Being private schooled and home educated up through high school, I naturally was not exposed to the blatant acceptance and promotion of the homosexual agenda, "pro-choice" monologues, Darwinian ideologies, New Criticism (i.e., "Truth" is up to the individual based on the situation), "whatever floats your boat" mentality (e.g., the "it's perfectly normal to have sex before marriage" mindset), and etc. until I entered the University scene.

And yes, I am glad for it.

Sure, I knew they existed but I was taught as a child from a Biblical perspective at school. I also attended church, was involved in youth group and missions, service projects, outreaches. This served to further form a foundation of morality, as well as a knowledge of true Truth and a thirst for Godly wisdom.

Brings me back to the larger argument of ..
"Train up a child in the way he should go: and when he is old, he will not depart from it."
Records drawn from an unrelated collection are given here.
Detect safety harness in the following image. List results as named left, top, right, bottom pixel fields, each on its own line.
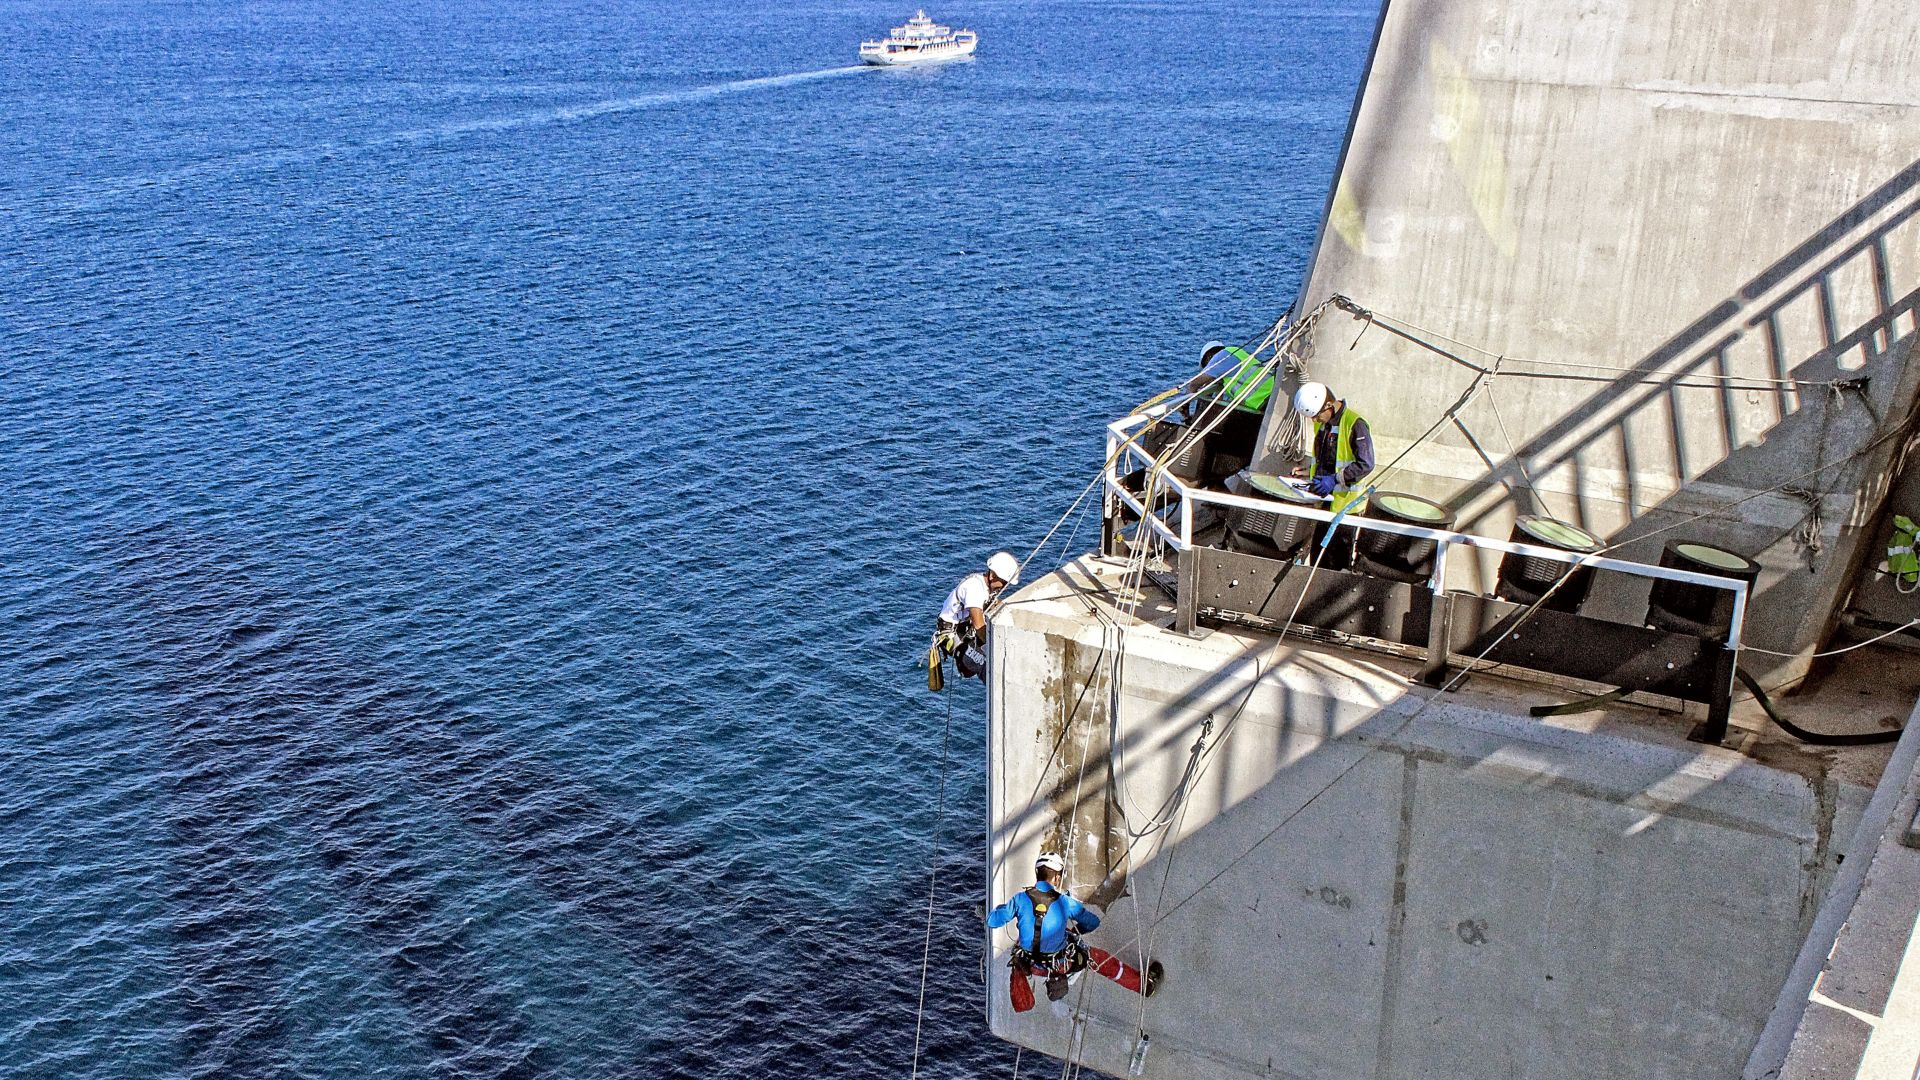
left=1010, top=887, right=1089, bottom=972
left=931, top=609, right=990, bottom=686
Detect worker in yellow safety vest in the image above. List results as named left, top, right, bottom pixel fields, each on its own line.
left=1289, top=381, right=1374, bottom=514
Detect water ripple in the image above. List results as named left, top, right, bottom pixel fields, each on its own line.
left=0, top=0, right=1368, bottom=1075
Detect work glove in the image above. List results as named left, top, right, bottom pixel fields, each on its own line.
left=1308, top=474, right=1338, bottom=497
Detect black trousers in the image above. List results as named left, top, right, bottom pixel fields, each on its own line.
left=936, top=619, right=987, bottom=679
left=1192, top=406, right=1262, bottom=489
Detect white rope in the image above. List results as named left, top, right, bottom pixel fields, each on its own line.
left=1011, top=308, right=1300, bottom=589
left=1017, top=470, right=1106, bottom=582
left=972, top=289, right=1914, bottom=1072
left=1334, top=298, right=1862, bottom=393
left=1058, top=302, right=1336, bottom=1055
left=1154, top=412, right=1915, bottom=922
left=1740, top=618, right=1920, bottom=658
left=1484, top=377, right=1570, bottom=522
left=906, top=693, right=956, bottom=1080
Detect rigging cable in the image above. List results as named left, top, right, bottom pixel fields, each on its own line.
left=973, top=290, right=1918, bottom=1071
left=1327, top=295, right=1869, bottom=394
left=1740, top=617, right=1920, bottom=658
left=906, top=692, right=957, bottom=1080
left=1152, top=410, right=1920, bottom=922
left=1135, top=293, right=1920, bottom=922
left=1012, top=306, right=1300, bottom=587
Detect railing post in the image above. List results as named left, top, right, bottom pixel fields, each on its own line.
left=1418, top=540, right=1453, bottom=687
left=1101, top=429, right=1119, bottom=558
left=1690, top=645, right=1736, bottom=745
left=1689, top=581, right=1745, bottom=744
left=1175, top=546, right=1200, bottom=637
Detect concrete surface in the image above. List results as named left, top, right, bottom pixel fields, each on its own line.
left=986, top=558, right=1904, bottom=1080
left=1759, top=729, right=1920, bottom=1080
left=1253, top=0, right=1920, bottom=675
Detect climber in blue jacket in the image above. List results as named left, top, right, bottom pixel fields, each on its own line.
left=987, top=851, right=1163, bottom=1010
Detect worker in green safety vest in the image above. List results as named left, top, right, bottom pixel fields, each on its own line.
left=1289, top=381, right=1375, bottom=515
left=1889, top=514, right=1919, bottom=590
left=1181, top=340, right=1275, bottom=488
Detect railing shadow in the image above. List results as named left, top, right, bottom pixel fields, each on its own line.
left=1422, top=158, right=1920, bottom=662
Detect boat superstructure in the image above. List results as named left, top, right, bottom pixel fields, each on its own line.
left=859, top=10, right=977, bottom=66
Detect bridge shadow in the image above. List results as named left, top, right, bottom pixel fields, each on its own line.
left=101, top=527, right=1019, bottom=1080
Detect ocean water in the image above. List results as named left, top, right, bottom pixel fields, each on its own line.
left=0, top=1, right=1373, bottom=1075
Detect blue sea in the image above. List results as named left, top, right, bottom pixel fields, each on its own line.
left=0, top=2, right=1371, bottom=1075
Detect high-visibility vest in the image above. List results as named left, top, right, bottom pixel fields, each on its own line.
left=1309, top=406, right=1368, bottom=515
left=1208, top=347, right=1273, bottom=414
left=1891, top=515, right=1919, bottom=583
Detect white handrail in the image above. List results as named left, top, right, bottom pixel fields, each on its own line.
left=1104, top=410, right=1753, bottom=651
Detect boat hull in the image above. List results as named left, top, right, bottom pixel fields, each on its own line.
left=859, top=40, right=976, bottom=65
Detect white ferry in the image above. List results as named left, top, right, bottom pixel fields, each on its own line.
left=858, top=11, right=978, bottom=66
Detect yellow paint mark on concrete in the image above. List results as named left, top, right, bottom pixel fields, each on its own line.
left=1429, top=41, right=1519, bottom=259
left=1330, top=175, right=1368, bottom=253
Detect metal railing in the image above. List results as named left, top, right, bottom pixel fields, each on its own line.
left=1102, top=408, right=1754, bottom=653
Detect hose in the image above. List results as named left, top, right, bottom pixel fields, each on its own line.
left=1736, top=667, right=1903, bottom=746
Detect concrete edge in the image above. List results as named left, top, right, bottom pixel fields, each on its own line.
left=1742, top=692, right=1920, bottom=1078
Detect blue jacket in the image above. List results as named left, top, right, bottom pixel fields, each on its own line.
left=988, top=881, right=1100, bottom=954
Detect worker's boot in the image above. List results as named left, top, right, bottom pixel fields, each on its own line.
left=1144, top=961, right=1165, bottom=998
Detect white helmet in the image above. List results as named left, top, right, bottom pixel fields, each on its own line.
left=1199, top=340, right=1228, bottom=367
left=987, top=551, right=1020, bottom=586
left=1292, top=381, right=1330, bottom=416
left=1035, top=852, right=1065, bottom=872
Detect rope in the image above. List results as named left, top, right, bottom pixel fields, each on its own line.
left=963, top=305, right=1324, bottom=1076
left=973, top=288, right=1916, bottom=1071
left=1740, top=618, right=1920, bottom=658
left=1327, top=296, right=1869, bottom=394
left=906, top=693, right=956, bottom=1080
left=1484, top=378, right=1569, bottom=521
left=1270, top=350, right=1499, bottom=645
left=1032, top=301, right=1334, bottom=1061
left=1011, top=309, right=1299, bottom=588
left=1152, top=412, right=1915, bottom=922
left=1055, top=497, right=1094, bottom=567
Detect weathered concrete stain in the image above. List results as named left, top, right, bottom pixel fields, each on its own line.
left=1035, top=633, right=1130, bottom=906
left=1375, top=752, right=1419, bottom=1080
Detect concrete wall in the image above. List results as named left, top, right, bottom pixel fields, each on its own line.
left=987, top=583, right=1872, bottom=1080
left=1256, top=0, right=1920, bottom=666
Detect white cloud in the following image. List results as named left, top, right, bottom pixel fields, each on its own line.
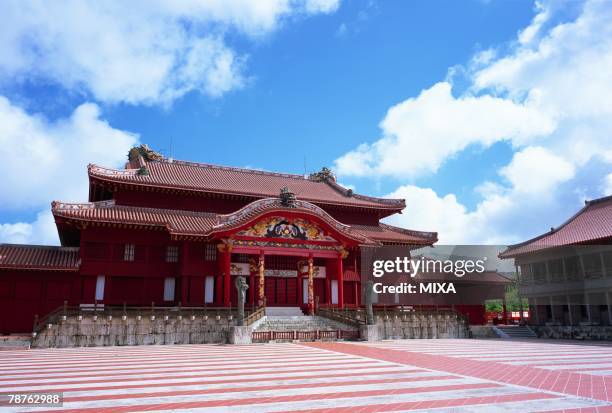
left=337, top=0, right=612, bottom=243
left=0, top=0, right=340, bottom=105
left=517, top=1, right=550, bottom=45
left=0, top=97, right=138, bottom=244
left=386, top=146, right=577, bottom=244
left=0, top=211, right=58, bottom=245
left=386, top=185, right=475, bottom=244
left=334, top=82, right=555, bottom=178
left=499, top=146, right=575, bottom=194
left=304, top=0, right=340, bottom=14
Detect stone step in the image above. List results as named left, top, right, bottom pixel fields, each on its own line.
left=254, top=315, right=356, bottom=334
left=265, top=307, right=304, bottom=317
left=496, top=326, right=537, bottom=338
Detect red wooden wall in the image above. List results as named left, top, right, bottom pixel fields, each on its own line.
left=0, top=270, right=77, bottom=334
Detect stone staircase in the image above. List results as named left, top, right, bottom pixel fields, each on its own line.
left=0, top=335, right=31, bottom=350
left=265, top=307, right=304, bottom=317
left=253, top=313, right=358, bottom=342
left=494, top=325, right=538, bottom=339
left=256, top=316, right=355, bottom=332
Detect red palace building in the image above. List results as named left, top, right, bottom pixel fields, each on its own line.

Now, if we, as Bible-believing Christians, are allowing our children to be taught that homosexuality is natural .. that abortion is an acceptable option .. that the world was formed through spontaneous bonding and combustion of atoms in a primal goo (thus, speech is really nothing more than sequenced sound and thoughts are only electronic impulses between neurons) .. if they are taught that there is no real "truth" .. that there are no consequences for premarital sex .. then we have failed. Allowing this, with full knowledge, is on par with teaching it to them ourselves.

Children are incredibly impressionable. Especially the youngest. And here's what scares me about public school: they know.

The administration that is, for now, presiding over our country plans to extend school. They plan to create a "zero to five" support, in terms of care and education of infants. A "voluntary, universal preschool" system that "is essential for children to be ready to enter kindergarten" and that provides "affordable and high-quality child care to ease the burden on working families." Sure sounds all kind of nice but problematic.

When government takes over the role of parenting, what will become of our nation?